Gardefort y vit en reclus en face de la Loire, dans sa villa et sa carrière,  «  Il nommait ainsi un jardinet, derrière sa maison, un enclos d’une cinquantaine de mètres carrés qu’il avait pris soin d’aménager en manège privé… »

Quand il lui arrivait de sortir en ville il ne le faisait qu’à bicyclette « Jamais le commandant Gardefort ne se promenait à cheval ; n’eût-il pu aménager sa « carrière », il aurait monté Milady dans son salon, tant l’idée de laisser à sa monture les rênes sur le cou lui paraissait insupportable. »

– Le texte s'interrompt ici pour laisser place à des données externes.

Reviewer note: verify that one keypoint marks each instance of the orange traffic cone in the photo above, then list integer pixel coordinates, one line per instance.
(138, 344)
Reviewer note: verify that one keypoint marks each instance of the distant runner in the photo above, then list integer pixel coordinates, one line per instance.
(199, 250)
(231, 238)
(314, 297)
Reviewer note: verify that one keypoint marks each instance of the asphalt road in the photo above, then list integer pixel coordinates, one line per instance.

Retenons la leçon, le cheval n’est pas fait  pour la promenade et autres ballades équestres qui ne sont que du divertissement. Ce n’est pas un outil de distraction ou un instrument de loisir à l’instar du vélo ou de l’automobile. Pour le commandant, Milady était l’alter ego qu’il n’avait jamais trouvé chez aucune femme et surtout pas chez son épouse dont il s’était séparé sans tenir compte, n’étant pas un homme de calcul, des conséquences financières entraînées par son divorce… Cinquante mille francs. Ces cinquante mille francs réclamés, il ne les avait pas. Il lui faudrait les emprunter mais alors à 40% par mois… « Gardefort ne dormit pas. Il errait la nuit et le jour, il s’alitait, repris par les fièvres (…) De tout, il pouvait se passer, à peu près de tout, sauf… »

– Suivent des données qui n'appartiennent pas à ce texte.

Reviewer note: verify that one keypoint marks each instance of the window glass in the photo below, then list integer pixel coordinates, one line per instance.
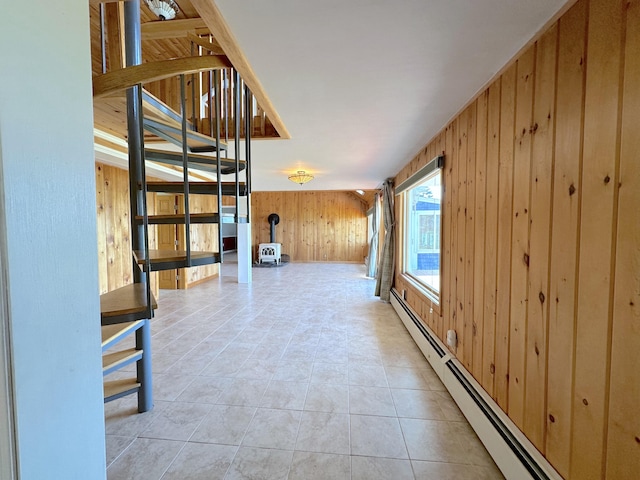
(422, 232)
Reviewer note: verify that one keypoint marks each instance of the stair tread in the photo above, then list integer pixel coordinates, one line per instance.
(200, 188)
(111, 359)
(171, 131)
(178, 218)
(114, 387)
(197, 161)
(126, 300)
(111, 332)
(171, 255)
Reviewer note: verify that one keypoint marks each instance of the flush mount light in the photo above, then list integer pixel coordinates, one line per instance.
(301, 177)
(164, 9)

Sauf de ce que lui coûtait la nourriture et l’entretien de Milady. Il vendit ses précieux grands traités d’équitation. On lui en donna sept mille francs à quoi il ajouta les quatre mille autres francs de tout ce qu’il avait gagné aux concours.

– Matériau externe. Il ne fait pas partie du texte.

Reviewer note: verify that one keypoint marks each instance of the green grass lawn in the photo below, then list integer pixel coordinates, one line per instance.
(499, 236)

« Avoine… cent francs… Paille… soixante… »…  « Avoine… cent francs… Luzerne… soixante… », ces chiffres lui bourdonnaient dans la tête et il se sentait devenir fou, en pensant à Milady. (…)  Il n’y tenait plus. Il lui fallait l’argent tout de suite. Ne plus pouvoir acheter l’avoine de Milady ! Plutôt tuer sa femme… » Il s’en fut jusqu’à Montsoreau trouver son vieux camarade Béguier de la Digue… Il y passa la journée, repoussant heure après heure l’ultime requête : « - Mon ami, j’ai un service à vous demander… » Quand enfin il parvint à l’énoncer, elle tomba dans le vide, Béguier, distrait, n’y prêtant pas attention. Alors, Gardefort comprenant que c’était fini, emporté par le désespoir, devint caustique et divagua devant la collection d’éperons de son hôte et sa dernière acquisition : des pointes de dix centimètres ! « - Il faut bien faire saigner le cheval, répondit en rageant le commandant qui n’en pensait pas un mot. »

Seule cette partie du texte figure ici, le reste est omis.